You are totally unaware of wire thickness vs current it carries. Have a look at American Wire table and see what thickness is to apply for 3A peak if it is not near chassis , you will understand why the leads should be magnetic .

Pretty presumptuous of you...

The only resistor components that I have with magnetic leads are the no name cheap ones from AliExpress and eBay. All of the reputable high quality (RF capable) resistors from Dale, Panasonic, Vishay, Yageo, etc have copper leads. I see plenty of people using them in projects with RF and high frequencies.
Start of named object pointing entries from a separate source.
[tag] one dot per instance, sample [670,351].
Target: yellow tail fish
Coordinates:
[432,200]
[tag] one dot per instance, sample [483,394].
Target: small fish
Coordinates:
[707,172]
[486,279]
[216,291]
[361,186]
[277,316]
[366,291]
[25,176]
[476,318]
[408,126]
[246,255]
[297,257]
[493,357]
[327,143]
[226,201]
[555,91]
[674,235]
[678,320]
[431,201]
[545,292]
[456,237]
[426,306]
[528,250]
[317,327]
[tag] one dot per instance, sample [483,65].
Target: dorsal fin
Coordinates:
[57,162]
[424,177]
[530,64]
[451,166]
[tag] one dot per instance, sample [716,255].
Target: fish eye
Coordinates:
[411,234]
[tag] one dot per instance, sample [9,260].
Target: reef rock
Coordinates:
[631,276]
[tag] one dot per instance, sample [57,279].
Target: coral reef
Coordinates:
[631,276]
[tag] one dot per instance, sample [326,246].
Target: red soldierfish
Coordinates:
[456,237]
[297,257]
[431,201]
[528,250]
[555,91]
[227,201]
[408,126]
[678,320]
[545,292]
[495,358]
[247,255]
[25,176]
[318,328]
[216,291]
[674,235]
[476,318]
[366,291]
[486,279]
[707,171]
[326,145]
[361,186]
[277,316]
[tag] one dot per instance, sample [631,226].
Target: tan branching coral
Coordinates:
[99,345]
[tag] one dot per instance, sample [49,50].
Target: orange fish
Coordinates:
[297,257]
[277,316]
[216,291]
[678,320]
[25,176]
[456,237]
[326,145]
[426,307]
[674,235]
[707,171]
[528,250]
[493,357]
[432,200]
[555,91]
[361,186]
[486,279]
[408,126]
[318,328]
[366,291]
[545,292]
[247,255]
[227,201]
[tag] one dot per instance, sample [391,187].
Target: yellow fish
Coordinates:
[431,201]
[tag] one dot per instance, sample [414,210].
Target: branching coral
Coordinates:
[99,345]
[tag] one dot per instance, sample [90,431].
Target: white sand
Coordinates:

The layout is designed by JPS64 (a professional with 30 years of experience making mission critical aerospace circuits and audio circuit layouts - more than anyone else I know - so he does indeed understand wire or trace thickness vs current requirements and low frequency vs high freq layout practices). JPS64’s signature designs use double conducting traces stitched with numerous vias - the approach has seemed to work pretty successfully to provide a low inductance, low impedance path for audio signals in numerous amp projects that have been presented here on DIYA.

We hear your concerns for oscillations - Hugh and I get that - and the CCS is bloody fast, actually picking the KSA992 slowed it down a bit vs the 2N5401. But we are familiar with oscillations, how to check for them, and how to deal with them. There are many many fine points on the design by Hugh that are there for an audio-based reason which may not be obvious.

We appreciate your suggestions, but the design choices here have all been carefully thought out. Let’s make the verification build and see if there are oscillation issues. Let’s see how it sounds. But I am pretty sure that this design is not the same exact design you have been working on for years.

Regards,
X
 
Hugh has been doodling on LTSpice and he came up with something really extraordinary: a 43% efficient SE Class A amp that can drive 39w into an 8ohm load with the usual Aksa-approved harmonic profile and low phase shift.

You make very pretty things but that marketing stories you put in the text are not for diy audio forums... That mosfet ccs in not an "original Aksa design", you could find it in couple of threads years back... Also with your "Aksa Lender" mantra it's a plane Lander connection,. Btw you made a LOT nice project but this part is annoying...
Cheers. ;)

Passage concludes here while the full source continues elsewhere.